Maylandia callainos care

maylandia callainos

Maylandia callainos is a medium-sized African cichlid that is easy to care for, yet has a complicated reproductive cycle and will eat anything it can fit in its mouth. They have many different color forms, but those originating from Lake Malawi are generally blue with red markings on their fins.

It is important to breed more than one male per female as they must spawn in pairs. As a pair, they will set up territories near large rocks or islands where they build bubble nests. When ready to spawn, both fish blow air into these bubble nests until they float away into open water where eggs and sperm are released and fertilized.

After spawning, both adults should be removed so fry doesn’t have a hard time finding food once free-swimming than at later stages of development when parents should be present for protection against larger predators like Cape cichlids.

Maylandia callainos food

Maylandia callainos are omnivores that do well in both fresh and brackish water. They require protein-rich foods like bloodworms, brine shrimp, krill, feeder fish, and small pieces of beef heart. In addition to frozen varieties, live foods can also be fed to fish in your aquarium or pond. However, be cautious about overfeeding as it can pollute the water.

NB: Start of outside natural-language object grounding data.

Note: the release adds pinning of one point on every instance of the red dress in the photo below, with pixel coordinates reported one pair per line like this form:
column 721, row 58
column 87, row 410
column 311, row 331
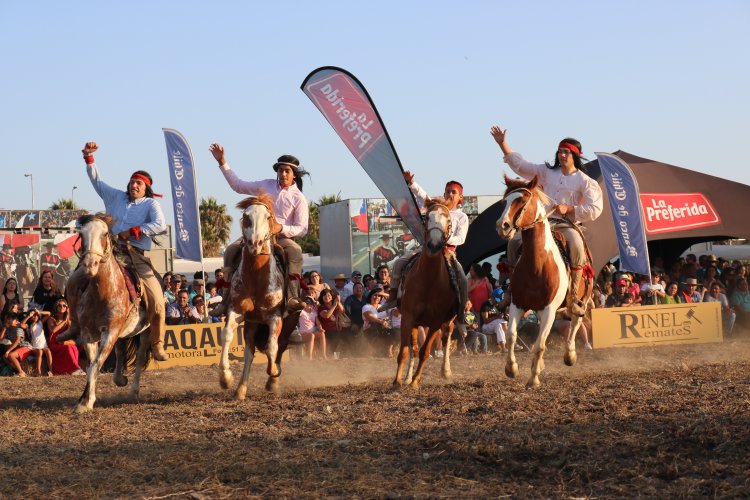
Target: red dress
column 64, row 357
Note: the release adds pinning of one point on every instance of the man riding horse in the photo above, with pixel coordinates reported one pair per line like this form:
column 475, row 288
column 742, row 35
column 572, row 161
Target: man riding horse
column 453, row 196
column 137, row 217
column 290, row 208
column 578, row 198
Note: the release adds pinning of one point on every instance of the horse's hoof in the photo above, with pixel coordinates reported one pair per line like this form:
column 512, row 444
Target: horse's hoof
column 225, row 379
column 272, row 385
column 240, row 393
column 570, row 358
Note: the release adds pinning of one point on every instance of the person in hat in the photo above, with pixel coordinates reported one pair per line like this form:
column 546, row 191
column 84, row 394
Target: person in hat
column 689, row 292
column 578, row 198
column 49, row 259
column 339, row 283
column 384, row 252
column 137, row 217
column 454, row 197
column 290, row 208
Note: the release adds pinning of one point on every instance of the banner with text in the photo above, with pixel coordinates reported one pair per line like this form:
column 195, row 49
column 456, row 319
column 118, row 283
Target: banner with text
column 200, row 344
column 184, row 197
column 657, row 325
column 347, row 106
column 627, row 216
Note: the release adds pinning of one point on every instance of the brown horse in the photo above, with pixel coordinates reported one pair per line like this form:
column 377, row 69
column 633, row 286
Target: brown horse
column 429, row 298
column 540, row 278
column 107, row 316
column 257, row 295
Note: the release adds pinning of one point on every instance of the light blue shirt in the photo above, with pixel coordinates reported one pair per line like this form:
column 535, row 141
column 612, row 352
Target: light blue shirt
column 144, row 212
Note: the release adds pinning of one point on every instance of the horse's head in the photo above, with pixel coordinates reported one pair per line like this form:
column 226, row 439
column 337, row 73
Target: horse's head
column 96, row 242
column 437, row 225
column 524, row 207
column 258, row 223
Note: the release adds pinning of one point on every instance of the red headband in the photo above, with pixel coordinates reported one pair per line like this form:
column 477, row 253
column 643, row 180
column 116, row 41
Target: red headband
column 457, row 186
column 570, row 146
column 146, row 181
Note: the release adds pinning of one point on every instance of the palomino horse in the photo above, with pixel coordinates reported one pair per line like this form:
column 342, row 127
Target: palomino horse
column 257, row 294
column 540, row 278
column 429, row 297
column 106, row 314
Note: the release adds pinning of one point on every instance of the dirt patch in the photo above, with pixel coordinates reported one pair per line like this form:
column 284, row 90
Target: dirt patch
column 656, row 422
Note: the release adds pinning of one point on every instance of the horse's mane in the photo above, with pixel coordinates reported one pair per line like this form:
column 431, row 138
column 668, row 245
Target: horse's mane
column 263, row 198
column 88, row 218
column 514, row 184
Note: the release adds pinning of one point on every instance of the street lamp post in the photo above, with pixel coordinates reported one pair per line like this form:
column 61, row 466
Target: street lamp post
column 31, row 177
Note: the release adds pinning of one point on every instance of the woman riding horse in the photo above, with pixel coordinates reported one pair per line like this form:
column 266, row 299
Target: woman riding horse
column 137, row 217
column 578, row 198
column 289, row 205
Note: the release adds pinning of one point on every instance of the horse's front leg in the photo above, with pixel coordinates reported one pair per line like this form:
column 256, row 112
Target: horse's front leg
column 140, row 363
column 546, row 318
column 249, row 330
column 511, row 366
column 272, row 350
column 447, row 332
column 227, row 335
column 97, row 353
column 570, row 343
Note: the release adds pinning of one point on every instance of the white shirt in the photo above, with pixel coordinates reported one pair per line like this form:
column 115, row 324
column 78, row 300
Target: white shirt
column 576, row 189
column 459, row 220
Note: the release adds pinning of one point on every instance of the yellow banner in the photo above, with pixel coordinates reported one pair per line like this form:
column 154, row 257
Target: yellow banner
column 200, row 344
column 657, row 325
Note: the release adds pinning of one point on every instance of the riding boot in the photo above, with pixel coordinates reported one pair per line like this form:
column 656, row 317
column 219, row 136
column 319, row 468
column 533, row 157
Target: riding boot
column 574, row 304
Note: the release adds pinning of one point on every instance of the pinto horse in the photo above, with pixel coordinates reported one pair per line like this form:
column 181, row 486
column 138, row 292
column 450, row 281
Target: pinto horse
column 540, row 278
column 107, row 316
column 429, row 297
column 257, row 295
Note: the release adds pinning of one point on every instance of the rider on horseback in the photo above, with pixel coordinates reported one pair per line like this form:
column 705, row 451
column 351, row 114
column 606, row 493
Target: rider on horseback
column 137, row 217
column 290, row 208
column 578, row 198
column 453, row 195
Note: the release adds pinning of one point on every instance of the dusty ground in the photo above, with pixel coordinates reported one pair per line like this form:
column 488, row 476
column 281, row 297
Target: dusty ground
column 653, row 422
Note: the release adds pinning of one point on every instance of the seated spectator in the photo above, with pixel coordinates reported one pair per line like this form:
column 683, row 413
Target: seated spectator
column 10, row 295
column 340, row 282
column 19, row 348
column 64, row 356
column 652, row 292
column 180, row 312
column 622, row 297
column 315, row 285
column 354, row 304
column 728, row 316
column 671, row 295
column 46, row 292
column 34, row 327
column 311, row 329
column 493, row 323
column 741, row 303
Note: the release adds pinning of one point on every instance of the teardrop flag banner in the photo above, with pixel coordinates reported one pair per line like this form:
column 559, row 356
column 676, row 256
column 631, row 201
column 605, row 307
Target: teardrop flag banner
column 627, row 213
column 347, row 106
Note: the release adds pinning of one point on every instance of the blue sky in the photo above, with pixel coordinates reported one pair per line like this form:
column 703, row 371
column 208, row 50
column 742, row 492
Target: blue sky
column 665, row 80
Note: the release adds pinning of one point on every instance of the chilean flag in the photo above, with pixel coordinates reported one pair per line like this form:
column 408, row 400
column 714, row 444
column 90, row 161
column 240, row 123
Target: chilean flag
column 359, row 217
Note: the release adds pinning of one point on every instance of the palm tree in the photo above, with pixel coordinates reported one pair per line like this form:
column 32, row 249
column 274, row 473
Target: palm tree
column 215, row 226
column 64, row 204
column 310, row 243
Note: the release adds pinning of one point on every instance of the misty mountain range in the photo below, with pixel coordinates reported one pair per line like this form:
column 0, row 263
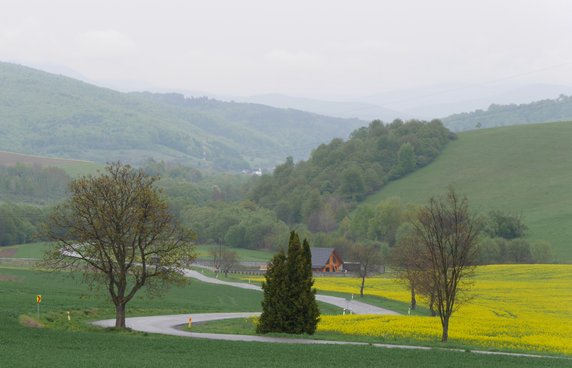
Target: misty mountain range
column 53, row 115
column 435, row 101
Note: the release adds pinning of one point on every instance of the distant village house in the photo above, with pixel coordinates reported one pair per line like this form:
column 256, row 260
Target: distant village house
column 326, row 260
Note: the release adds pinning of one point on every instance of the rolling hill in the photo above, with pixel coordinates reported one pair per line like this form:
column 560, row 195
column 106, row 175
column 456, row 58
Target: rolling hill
column 519, row 169
column 50, row 115
column 547, row 110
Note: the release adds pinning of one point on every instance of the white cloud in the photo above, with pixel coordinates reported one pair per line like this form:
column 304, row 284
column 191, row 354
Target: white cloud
column 104, row 43
column 289, row 59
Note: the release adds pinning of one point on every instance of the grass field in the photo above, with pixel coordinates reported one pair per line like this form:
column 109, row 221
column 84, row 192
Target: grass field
column 36, row 250
column 30, row 250
column 515, row 307
column 72, row 167
column 511, row 307
column 245, row 255
column 73, row 344
column 521, row 169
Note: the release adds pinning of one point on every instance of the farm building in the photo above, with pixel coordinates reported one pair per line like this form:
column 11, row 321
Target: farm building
column 326, row 260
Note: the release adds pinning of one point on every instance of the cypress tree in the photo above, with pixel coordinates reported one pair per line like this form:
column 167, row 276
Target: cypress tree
column 311, row 312
column 289, row 303
column 273, row 317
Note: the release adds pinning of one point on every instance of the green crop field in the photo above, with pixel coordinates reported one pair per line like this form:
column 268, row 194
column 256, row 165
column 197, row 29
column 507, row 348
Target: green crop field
column 61, row 343
column 524, row 170
column 36, row 250
column 29, row 250
column 244, row 255
column 73, row 168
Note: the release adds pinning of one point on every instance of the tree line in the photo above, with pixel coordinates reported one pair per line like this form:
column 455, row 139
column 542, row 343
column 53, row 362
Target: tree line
column 320, row 192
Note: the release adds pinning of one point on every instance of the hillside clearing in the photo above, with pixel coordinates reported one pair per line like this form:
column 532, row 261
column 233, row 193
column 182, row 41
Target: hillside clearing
column 524, row 170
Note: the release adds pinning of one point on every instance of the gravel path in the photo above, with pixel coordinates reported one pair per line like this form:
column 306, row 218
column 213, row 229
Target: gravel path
column 353, row 305
column 171, row 325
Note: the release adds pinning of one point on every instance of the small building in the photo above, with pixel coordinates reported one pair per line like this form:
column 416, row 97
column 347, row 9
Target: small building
column 326, row 260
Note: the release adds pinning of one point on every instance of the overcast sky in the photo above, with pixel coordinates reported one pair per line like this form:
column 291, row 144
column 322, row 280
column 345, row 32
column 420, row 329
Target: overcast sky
column 308, row 48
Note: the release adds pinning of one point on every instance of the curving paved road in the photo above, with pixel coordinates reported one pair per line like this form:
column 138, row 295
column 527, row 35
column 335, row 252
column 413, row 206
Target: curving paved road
column 171, row 325
column 353, row 305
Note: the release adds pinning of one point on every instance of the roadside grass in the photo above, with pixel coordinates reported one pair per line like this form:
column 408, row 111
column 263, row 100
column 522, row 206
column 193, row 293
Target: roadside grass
column 29, row 250
column 36, row 250
column 247, row 326
column 523, row 170
column 244, row 255
column 75, row 343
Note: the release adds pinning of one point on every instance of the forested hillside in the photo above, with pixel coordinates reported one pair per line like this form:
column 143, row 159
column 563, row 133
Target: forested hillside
column 51, row 115
column 521, row 170
column 559, row 109
column 320, row 191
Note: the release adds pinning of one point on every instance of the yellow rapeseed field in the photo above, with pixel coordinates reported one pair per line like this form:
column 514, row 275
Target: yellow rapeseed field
column 523, row 307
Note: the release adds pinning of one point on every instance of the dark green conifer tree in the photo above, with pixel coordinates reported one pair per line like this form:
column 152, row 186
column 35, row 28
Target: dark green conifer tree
column 289, row 303
column 273, row 317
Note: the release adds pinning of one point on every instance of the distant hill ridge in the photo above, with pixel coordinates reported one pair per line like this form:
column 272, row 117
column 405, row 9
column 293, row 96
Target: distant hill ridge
column 47, row 114
column 548, row 110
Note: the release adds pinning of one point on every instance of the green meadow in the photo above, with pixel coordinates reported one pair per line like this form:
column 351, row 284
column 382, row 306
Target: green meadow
column 524, row 170
column 55, row 341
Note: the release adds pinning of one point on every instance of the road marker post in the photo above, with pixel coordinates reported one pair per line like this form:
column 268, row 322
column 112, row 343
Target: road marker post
column 38, row 301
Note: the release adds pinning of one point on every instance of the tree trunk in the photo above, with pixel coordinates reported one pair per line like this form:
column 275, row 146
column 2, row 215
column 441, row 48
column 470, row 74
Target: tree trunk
column 432, row 305
column 120, row 316
column 445, row 335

In captivity, they should be fed frozen shrimp and bloodworms. They will also feed on flakes and pellets when they’re young, but once they are older they’ll only take live food.

Water parameters

maylandia callainos

The water should have a pH of 6.0-7.5; Temperature of 74-78°F; Water Hardness: Soft to medium; Carbonate hardness: Soft to medium, below 8°dH; General hardness: Medium, between 8 and 18°dH. Isolates need soft water with no more than 12 mg/L of CO2.

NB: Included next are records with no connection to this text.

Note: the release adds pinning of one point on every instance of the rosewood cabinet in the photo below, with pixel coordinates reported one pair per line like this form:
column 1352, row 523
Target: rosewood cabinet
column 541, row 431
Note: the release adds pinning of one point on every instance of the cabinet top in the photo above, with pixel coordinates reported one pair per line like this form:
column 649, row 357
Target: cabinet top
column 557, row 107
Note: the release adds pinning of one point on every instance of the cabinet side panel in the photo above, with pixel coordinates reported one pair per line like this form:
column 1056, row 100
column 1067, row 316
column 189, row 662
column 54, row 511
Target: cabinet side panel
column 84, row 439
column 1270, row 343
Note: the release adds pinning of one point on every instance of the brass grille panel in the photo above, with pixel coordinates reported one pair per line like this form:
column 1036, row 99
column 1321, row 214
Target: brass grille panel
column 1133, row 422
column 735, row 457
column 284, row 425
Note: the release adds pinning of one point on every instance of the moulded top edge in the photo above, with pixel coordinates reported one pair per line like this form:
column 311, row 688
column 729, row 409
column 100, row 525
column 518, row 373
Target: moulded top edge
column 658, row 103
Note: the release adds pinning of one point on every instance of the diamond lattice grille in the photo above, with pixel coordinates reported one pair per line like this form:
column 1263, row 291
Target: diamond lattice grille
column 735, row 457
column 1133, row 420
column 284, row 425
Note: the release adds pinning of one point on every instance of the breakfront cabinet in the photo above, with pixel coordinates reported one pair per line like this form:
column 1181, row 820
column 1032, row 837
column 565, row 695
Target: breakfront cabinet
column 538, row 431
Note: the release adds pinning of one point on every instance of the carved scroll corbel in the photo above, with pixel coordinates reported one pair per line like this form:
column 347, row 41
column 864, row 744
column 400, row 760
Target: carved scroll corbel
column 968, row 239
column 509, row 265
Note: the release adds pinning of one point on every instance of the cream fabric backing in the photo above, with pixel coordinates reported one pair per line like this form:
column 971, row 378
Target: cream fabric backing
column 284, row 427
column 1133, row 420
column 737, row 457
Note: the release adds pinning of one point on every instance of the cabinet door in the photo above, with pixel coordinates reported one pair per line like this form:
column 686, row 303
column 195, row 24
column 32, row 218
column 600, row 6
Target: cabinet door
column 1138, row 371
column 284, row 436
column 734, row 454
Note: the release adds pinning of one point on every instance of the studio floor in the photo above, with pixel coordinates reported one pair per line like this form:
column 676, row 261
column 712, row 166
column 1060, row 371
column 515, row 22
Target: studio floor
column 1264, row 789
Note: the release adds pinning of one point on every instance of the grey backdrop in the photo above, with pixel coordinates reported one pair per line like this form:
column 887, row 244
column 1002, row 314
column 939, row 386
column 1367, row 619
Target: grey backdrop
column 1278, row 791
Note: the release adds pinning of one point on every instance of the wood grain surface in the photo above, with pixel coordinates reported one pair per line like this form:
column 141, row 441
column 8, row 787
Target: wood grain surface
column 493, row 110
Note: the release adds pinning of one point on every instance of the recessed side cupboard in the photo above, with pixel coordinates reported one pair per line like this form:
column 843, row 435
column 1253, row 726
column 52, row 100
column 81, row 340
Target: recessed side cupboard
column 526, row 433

Ensure that there is always some aquatic plant material in circulation, as they like to graze on such plants. Plants used include Vallisneria, Echinodorus species, Ludwigia sp., and Hemianthus sp.

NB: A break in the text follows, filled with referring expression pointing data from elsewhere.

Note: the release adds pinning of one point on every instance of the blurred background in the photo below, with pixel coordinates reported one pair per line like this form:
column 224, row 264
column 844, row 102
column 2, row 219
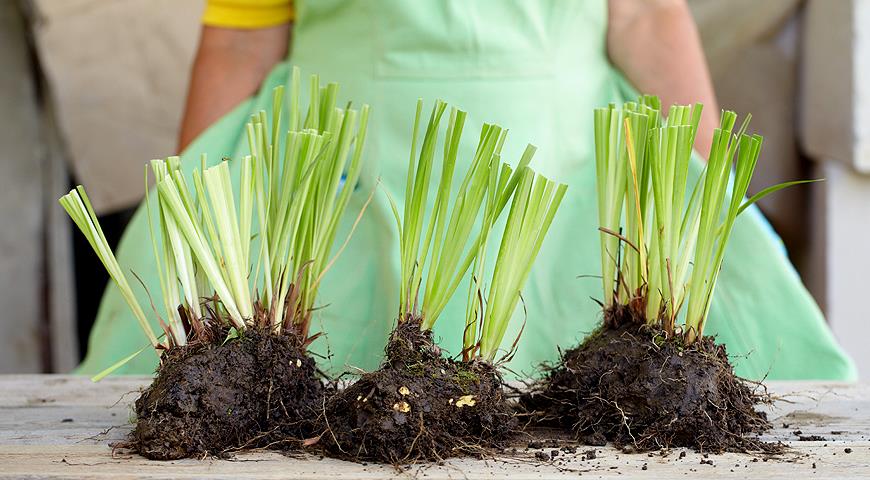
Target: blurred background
column 91, row 89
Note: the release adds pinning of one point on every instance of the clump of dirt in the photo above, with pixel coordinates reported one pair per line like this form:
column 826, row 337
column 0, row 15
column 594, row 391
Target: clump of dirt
column 417, row 406
column 211, row 397
column 629, row 384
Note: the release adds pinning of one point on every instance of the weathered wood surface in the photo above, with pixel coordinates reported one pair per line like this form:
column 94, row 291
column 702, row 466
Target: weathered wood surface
column 54, row 426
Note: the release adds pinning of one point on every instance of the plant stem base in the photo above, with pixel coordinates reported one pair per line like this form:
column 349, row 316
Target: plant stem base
column 212, row 398
column 630, row 385
column 417, row 406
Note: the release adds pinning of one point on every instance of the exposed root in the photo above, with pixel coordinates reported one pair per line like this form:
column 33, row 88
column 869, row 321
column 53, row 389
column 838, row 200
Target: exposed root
column 212, row 398
column 417, row 406
column 629, row 384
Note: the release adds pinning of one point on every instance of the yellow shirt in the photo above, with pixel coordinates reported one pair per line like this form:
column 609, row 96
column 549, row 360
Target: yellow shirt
column 247, row 13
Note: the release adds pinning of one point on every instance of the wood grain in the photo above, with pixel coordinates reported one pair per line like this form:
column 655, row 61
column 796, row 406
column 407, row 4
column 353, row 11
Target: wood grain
column 54, row 426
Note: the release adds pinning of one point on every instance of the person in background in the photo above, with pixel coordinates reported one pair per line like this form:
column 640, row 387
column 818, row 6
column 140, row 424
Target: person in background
column 537, row 68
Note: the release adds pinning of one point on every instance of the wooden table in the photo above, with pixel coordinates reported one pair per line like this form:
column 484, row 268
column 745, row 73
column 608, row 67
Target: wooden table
column 59, row 426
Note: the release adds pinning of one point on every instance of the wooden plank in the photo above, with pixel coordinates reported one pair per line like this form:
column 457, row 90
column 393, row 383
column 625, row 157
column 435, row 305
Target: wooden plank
column 54, row 426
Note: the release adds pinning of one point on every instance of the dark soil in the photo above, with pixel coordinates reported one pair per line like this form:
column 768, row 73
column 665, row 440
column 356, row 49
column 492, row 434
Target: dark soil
column 630, row 385
column 417, row 406
column 213, row 397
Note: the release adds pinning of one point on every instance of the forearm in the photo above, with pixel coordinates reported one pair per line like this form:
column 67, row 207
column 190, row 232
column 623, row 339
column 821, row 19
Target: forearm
column 656, row 45
column 230, row 65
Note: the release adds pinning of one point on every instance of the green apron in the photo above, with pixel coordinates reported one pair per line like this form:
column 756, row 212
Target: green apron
column 537, row 68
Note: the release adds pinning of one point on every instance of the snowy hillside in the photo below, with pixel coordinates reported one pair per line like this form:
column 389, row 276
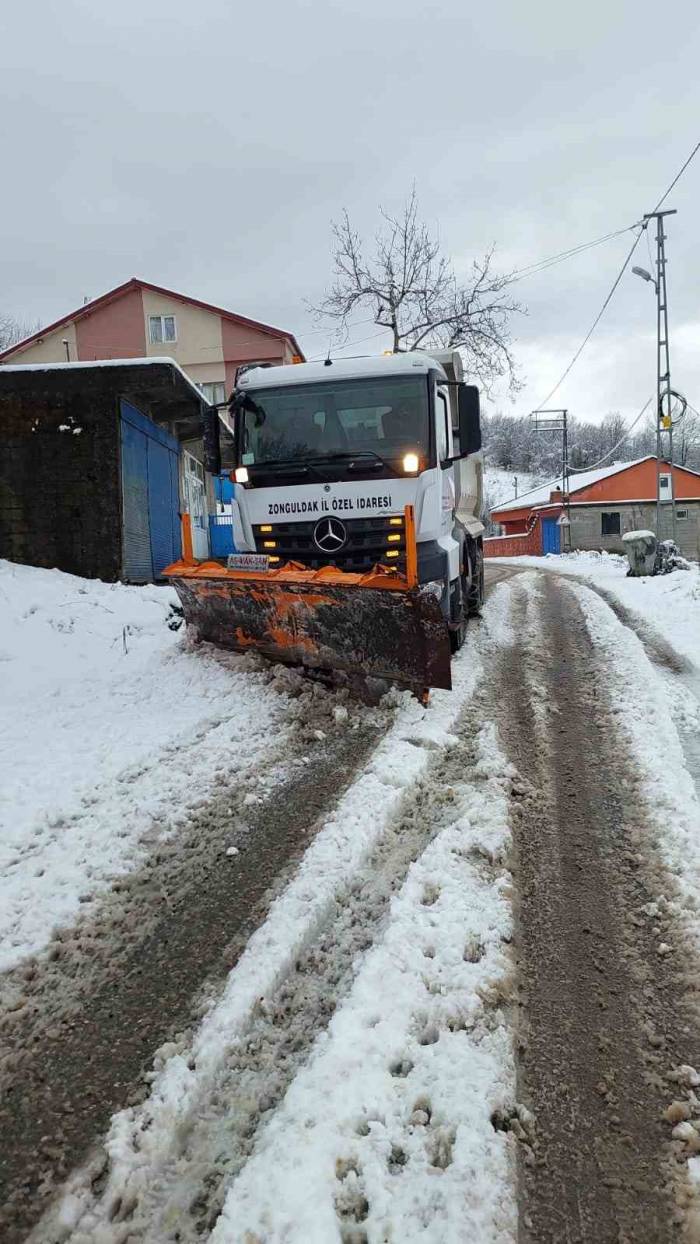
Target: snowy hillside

Maylandia callainos lifespan

They can live up to 10 years or more when properly cared for.

Parasites and diseases

Even for cichlids with less complicated care requirements, there are a number of diseases and parasites that may affect your fish. For instance, ich is one common parasite. This protozoan disease can be treated, but you’ll need to get your fish checked by a vet and begin treatment right away if it appears in your tank.

Meanwhile, other ailments like bacterial infections and external parasites like flukes can also negatively impact your fish’s health. Fortunately, taking simple steps to prevent illness is easy:

  • Keep up on water changes so ammonia levels don’t rise above 1 ppm
  • Feed your fish only as much as they can eat within three minutes.
  • Maintain cleanliness so no foreign particles collect in the water, and
  • Make sure all new additions to your tank undergo a quarantine period before going full force into your community.

With these steps in place, you shouldn’t have too many issues keeping even relatively delicate species healthy!

Predators

Cobalt blue cichlids can be housed with most fish that are not too big or aggressive. They work well with discus, tetras, livebearers, and any other community fish that is not too large. As they are a peaceful species, they also work well with tangs, angels, and other cichlids. However, as always, when mixing large cichlids with smaller ones, there is always a risk of aggression so take care when mixing them all together.

Some common predators of Maylandia callainos are Large Angelfish, Grouper, Tuna and Puffers. Keep an eye on your cichlids if you have any fish like these in your tank, as they will most likely try to eat them.

Do Cobalt blue cichlids make good pets?

Yes. Although, cobalt blue cichlids are aggressive and dangerous fish, but only to other fish. They will do just fine in an aquarium with non-aggressive tank mates like tetras, mollies, and some catfish. If you’re looking for a pet that will add some color to your tank, while also giving you hours of enjoyment watching its behavior, consider cobalt blue cichlids.